Indice de corruption : la Guinée améliore légèrement sa position mais reste toujours dans la zone rouge

Transparency International a rendu public la semaine dernière, le classement mondial à l’Indice de perception de la corruption 2014.

Selon les critères du classement, les pays qui obtiennent une note inférieure à 50, sur une échelle allant de 0 ont un secteur public perçu comme extrêmement corrompu ; et ceux proches de 100 comme des pays ayant un secteur public perçu comme extrêmement intègre.

Dans ce dernier classement de l’indice de perception de la corruption (IPC) dans le monde, la Guinée a amélioré légèrement sa position mais reste tout de même dans la zone rouge, c’est-à-dire en dessous du score de 50 sur 100, la moyenne mondiale. Elle arrive loin derrière ses voisins sénégalais (69e) et ivoirien (115e)

Le Danemark arrive à la tête de ce classement (1er), suivi de la Nouvelle Zélande, la Finlande, la Suède et la Norvège. Ces pays affichent des scores respectifs de : 92, 91, 89, 87 et 86/100. La Somalie ferme la queue du Corruption perceptions index 2014 (174ème, 8/100), précédé de la Corée du Nord (174ème ex-aequo), le Soudan (173ème), l’Afghanistan (172ème) et le Sud-Soudan (171ème).

Le Botswana fait office de meilleur élève africain en se hissant à la 31ème place avec un score de 63/100 ; suivi du Cap-Vert (42ème), des Seychelles (43ème), de l’Ile Maurice (47ème) et du Lesotho (55ème, au même rang que la Namibie et le Rwanda).

En Afrique centrale, le meilleur rang est dévolu au Gabon (94ème) avec un score de 37/100. Le Cameroun est suivi par la République centrafricaine (150ème), la République démocratique du Congo (152ème), le Tchad (154ème).
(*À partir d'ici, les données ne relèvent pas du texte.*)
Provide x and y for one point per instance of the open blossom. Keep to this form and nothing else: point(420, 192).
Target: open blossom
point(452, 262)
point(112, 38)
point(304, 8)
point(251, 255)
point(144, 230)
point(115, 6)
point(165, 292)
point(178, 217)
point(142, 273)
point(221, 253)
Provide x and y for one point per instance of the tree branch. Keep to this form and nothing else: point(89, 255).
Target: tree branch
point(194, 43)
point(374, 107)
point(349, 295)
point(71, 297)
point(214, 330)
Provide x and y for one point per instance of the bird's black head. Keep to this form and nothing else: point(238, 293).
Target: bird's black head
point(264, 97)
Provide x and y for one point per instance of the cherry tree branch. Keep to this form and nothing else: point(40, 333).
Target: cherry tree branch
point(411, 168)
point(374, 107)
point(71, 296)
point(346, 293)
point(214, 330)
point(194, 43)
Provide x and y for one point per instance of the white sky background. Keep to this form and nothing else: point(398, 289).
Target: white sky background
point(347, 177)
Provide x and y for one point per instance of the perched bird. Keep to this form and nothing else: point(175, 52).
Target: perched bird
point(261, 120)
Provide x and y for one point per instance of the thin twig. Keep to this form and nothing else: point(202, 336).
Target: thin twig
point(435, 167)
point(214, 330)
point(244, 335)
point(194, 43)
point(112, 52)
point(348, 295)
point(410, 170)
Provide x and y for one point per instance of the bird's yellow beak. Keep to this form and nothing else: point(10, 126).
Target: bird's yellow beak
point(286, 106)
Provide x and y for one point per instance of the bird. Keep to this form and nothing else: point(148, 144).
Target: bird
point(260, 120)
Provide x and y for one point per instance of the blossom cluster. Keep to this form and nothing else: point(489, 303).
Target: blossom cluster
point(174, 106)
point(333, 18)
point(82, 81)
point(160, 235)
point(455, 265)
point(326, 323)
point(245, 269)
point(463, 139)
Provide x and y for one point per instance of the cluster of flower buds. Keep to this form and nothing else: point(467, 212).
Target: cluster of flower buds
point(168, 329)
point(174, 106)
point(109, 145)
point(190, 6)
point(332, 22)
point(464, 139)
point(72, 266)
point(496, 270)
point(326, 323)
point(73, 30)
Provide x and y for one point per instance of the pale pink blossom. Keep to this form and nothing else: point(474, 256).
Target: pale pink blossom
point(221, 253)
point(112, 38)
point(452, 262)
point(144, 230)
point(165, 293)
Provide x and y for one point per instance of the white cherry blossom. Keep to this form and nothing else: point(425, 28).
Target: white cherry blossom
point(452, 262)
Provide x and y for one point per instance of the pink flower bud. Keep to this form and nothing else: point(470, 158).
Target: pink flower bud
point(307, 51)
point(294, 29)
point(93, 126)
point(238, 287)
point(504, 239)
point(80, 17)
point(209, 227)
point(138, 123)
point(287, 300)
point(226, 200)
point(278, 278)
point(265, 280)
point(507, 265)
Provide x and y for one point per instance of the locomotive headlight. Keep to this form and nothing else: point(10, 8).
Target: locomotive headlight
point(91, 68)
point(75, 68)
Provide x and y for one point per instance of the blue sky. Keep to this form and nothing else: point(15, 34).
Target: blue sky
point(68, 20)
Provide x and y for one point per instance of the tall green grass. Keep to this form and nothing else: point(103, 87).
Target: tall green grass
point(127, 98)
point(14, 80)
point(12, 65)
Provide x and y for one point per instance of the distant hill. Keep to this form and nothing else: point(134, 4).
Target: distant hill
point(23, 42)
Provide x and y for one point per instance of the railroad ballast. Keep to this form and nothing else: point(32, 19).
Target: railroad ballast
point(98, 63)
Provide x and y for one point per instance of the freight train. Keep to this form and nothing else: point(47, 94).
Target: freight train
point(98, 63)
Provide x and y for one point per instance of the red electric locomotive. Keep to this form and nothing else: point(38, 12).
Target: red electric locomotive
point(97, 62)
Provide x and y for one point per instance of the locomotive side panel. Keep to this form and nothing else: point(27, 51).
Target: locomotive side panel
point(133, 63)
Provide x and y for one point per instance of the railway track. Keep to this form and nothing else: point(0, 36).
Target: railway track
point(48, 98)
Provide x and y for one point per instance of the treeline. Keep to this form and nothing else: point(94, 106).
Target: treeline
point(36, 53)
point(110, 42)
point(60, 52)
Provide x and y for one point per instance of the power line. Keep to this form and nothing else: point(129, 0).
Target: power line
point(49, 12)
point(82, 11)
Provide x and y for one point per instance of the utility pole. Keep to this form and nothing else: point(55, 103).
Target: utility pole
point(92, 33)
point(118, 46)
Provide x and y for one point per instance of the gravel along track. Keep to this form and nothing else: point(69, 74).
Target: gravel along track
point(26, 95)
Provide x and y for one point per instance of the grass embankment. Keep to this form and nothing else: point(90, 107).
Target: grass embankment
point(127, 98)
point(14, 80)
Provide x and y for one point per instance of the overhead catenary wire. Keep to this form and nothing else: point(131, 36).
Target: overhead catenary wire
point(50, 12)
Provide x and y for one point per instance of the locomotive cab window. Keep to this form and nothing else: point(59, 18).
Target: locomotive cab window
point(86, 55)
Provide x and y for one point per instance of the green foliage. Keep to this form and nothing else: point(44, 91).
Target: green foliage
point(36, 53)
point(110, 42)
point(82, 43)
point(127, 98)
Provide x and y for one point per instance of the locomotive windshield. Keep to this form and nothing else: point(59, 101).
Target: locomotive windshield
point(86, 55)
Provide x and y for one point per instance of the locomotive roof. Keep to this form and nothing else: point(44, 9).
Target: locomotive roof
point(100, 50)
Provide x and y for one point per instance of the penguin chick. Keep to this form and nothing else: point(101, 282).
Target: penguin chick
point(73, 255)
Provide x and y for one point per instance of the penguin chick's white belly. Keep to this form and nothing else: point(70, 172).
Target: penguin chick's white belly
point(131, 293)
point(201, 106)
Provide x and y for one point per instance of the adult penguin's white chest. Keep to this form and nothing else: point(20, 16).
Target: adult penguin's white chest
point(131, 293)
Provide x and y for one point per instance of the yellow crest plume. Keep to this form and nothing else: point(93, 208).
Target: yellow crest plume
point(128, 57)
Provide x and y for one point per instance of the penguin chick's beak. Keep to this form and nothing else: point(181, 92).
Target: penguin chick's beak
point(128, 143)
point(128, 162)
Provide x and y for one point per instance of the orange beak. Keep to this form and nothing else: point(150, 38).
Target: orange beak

Peu après la publication de ce dernier classement, l’Association Guinéenne pour la Transparence (AGT), dans une déclaration rendue publique à cet effet, demande au Président de la République de faire l’état d’avancement des audits publiés, de réaliser l’audit de la gestion gouvernementale de 2010 à maintenant et d’établir la responsabilité et la recevabilité de ceux qui ont signé des conventions minières défavorables aux intérêts de la Guinée.

Par la même occasion, l’AGT invite l’Assemblée Nationale à inscrire, parmi ses priorités, l’élaboration et l’adoption de la Loi Organique sur la Cour Constitutionnelle prévoyant les sanctions à l’encontre de ceux qui violent l’article 36 de la Constitution ;

De même, l’AGT Demande au gouvernement et à l’assemblée nationale la présentation et l’adoption d’une loi anti – corruption, l’élaboration et à l’adoption des textes d’application du code des marchés publics ;

Enfin, l’AGT appelle toutes les composantes de la société civile à se mobiliser pour accroitre le contrôle citoyen sur les actes de ceux qui nous gouvernent.